Peter Morin is a grandson of Tahltan Ancestor Artists. Morin’s artistic offerings can be organized around four themes: articulating Land/Knowing, articulating Indigenous Grief/Loss, articulating Community Knowing, and understanding the Creative Agency/Power of the Indigenous body. The work takes place in galleries, in community, in collaboration, and on the land. All of the work is informed by dreams, Ancestors, Family members, and performance art as a research methodology. Morin began art school in 1997, completing his Bachelor of Fine Arts at Emily Carr Institute of Art and Design in Vancouver in 2001 and his Masters in Fine Arts in 2010 at the University of British Columbia-Okanagan. Initially trained in lithography, Morin’s artistic practice moves from printmaking to poetry to installation to performance art. Morin’s first performance ‘I grieve too much’ took place at the Museum of Anthropology in 2005. Peter is the son of Janelle Morin (Crow Clan, Tahltan Nation) and Pierre Morin (Quebecois). Throughout his exhibition and making history, Morin has focused upon his matrilineal inheritances in homage to the matriarchal structuring of the Tahltan Nation, and prioritizes Cross-Ancestral collaborations. Morin was longlisted for the Brink and Sobey Awards, in 2013 and 2014, respectively. In 2016, Morin received the Hnatyshyn Foundation Award for Outstanding Achievement by a Canadian Mid-Career Artist. Morin is a member of artist collectives : BUSHgallery and O’kinādās. Peter Morin currently holds a tenured appointment in the Faculty of Arts at the Ontario College of Art and Design University in Toronto, and is the Graduate Program Director of the Interdisciplinary Master’s in Art, Media and Design program at OCADU.

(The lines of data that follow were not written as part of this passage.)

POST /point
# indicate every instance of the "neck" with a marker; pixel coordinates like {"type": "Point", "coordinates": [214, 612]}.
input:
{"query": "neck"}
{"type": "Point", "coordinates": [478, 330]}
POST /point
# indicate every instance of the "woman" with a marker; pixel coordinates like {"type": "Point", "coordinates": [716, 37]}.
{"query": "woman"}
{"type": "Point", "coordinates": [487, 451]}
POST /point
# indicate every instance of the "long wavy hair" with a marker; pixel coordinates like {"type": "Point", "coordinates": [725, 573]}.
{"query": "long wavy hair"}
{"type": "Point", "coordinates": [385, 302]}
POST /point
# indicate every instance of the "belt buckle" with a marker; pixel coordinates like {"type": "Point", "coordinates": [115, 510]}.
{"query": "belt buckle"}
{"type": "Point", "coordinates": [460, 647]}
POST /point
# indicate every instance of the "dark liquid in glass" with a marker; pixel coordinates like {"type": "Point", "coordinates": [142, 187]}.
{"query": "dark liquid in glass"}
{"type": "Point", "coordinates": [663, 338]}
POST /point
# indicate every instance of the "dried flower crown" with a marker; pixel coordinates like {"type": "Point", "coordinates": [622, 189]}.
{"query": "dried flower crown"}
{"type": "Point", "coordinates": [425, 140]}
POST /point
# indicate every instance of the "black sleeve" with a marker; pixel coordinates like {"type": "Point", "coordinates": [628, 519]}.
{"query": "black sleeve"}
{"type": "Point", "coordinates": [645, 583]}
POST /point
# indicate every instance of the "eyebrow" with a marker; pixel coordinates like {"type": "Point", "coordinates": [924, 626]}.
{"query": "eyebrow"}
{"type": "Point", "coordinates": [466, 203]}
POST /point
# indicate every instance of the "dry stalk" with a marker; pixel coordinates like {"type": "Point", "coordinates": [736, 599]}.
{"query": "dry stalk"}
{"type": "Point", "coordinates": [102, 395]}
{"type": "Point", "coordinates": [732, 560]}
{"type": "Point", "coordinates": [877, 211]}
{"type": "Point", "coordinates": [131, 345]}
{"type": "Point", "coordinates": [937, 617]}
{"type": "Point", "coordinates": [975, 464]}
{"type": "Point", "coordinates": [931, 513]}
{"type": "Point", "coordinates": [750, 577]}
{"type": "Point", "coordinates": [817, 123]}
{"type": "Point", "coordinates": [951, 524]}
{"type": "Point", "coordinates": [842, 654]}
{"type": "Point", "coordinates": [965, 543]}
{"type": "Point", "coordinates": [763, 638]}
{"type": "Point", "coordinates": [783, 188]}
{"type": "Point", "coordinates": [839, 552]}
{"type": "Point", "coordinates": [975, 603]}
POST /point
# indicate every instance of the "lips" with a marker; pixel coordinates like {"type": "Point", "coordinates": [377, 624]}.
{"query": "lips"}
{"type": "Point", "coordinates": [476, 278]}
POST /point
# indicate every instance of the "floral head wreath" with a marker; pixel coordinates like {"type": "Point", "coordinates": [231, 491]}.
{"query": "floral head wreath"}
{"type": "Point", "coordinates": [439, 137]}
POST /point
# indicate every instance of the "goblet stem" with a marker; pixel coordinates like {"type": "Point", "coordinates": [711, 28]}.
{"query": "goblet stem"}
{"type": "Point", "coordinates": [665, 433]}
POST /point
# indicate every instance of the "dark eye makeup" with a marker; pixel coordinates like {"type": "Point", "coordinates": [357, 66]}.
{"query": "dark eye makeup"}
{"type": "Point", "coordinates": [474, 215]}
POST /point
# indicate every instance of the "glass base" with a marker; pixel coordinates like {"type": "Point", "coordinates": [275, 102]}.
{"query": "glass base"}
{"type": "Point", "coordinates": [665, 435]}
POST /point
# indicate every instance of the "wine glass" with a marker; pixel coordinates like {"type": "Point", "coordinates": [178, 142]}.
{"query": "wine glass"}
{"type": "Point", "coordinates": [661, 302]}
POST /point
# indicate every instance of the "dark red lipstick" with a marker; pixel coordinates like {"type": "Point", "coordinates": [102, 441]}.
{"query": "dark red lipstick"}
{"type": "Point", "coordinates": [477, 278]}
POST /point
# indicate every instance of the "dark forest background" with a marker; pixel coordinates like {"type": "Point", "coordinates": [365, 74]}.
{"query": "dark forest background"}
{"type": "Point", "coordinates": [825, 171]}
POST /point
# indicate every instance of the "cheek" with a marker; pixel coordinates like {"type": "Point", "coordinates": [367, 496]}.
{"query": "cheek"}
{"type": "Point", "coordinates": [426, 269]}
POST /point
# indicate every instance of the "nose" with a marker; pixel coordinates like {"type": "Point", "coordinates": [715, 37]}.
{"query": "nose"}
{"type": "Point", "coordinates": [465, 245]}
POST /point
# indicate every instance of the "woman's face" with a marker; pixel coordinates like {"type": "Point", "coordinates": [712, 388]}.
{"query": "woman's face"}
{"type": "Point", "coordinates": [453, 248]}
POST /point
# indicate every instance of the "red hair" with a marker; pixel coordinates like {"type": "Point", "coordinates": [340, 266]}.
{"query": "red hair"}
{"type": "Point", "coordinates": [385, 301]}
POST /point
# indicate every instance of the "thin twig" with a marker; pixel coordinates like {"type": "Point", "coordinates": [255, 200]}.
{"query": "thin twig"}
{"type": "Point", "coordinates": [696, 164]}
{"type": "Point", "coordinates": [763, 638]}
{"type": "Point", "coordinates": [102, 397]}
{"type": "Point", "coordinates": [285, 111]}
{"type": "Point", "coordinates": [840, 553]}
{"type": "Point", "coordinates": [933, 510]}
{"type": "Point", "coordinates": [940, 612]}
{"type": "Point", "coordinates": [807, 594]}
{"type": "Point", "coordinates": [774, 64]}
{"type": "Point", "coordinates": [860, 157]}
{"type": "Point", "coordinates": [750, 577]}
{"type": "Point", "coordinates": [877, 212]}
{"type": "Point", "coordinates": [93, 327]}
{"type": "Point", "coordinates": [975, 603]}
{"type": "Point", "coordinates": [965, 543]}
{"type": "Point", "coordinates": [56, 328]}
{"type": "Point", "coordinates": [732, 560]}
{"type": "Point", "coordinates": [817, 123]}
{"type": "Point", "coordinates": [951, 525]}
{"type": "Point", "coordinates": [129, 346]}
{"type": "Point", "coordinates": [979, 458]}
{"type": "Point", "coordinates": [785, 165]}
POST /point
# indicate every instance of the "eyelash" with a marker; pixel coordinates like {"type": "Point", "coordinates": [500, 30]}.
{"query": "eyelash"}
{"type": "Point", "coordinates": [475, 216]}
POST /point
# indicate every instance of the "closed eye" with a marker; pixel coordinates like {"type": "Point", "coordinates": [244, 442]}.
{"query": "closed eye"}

Ayumi Goto (born in Surrey, BC, Canada; lives in Toronto, ON, Canada) is a performance apprentice, based in Toronto, traditional territories of the Haudenosaunee Confederacy, Huron-Wendat, Anishinaabe, and Mississaugas of the Credit First Nations. As diasporic-Japanese, she at times draws upon her cultural heritage and language to creatively reconsider sentiments surrounding national culturalism, migrations, activist strategies, and land-human relations. Ayumi has made performative interventions in London, Berlin, Kyoto, and across this land presently called Canada. Her practice is deeply influenced by Shirley Bear, Roy Miki, Cheryl L’Hirondelle, Adrian Stimson, and Peter Morin.

Ashok Mathur’s cultural, critical, creative, and academic practice is wide ranging and investigates new models of artistic research and interdisciplinary collaboration, particularly those that pursue a social justice agenda. Mathur was born in Bhopal, India, and immigrated to Canada with his family, settling in Nova Scotia and then moving west to Calgary, where he began working on a variety of small press and art projects. Mathur completed his PhD in English at the University of Calgary, focusing on anti-racism inside and outside the academy. His first book, Loveruage, was published in 1993 by Wolsak and Wynn. His first novel Once Upon an Elephant was published in 1998, and his second, The Short, Happy Life of Harry Kumar was published in 2001, both by Arsenal Pulp Press. His latest novel, A Little Distillery in Nowgong (2009), based on Parsi history and diaspora, was the premise for a touring multi-media installation that has shown in part or in whole in Vancouver, Kamloops, Ottawa, Kingston, and Halifax.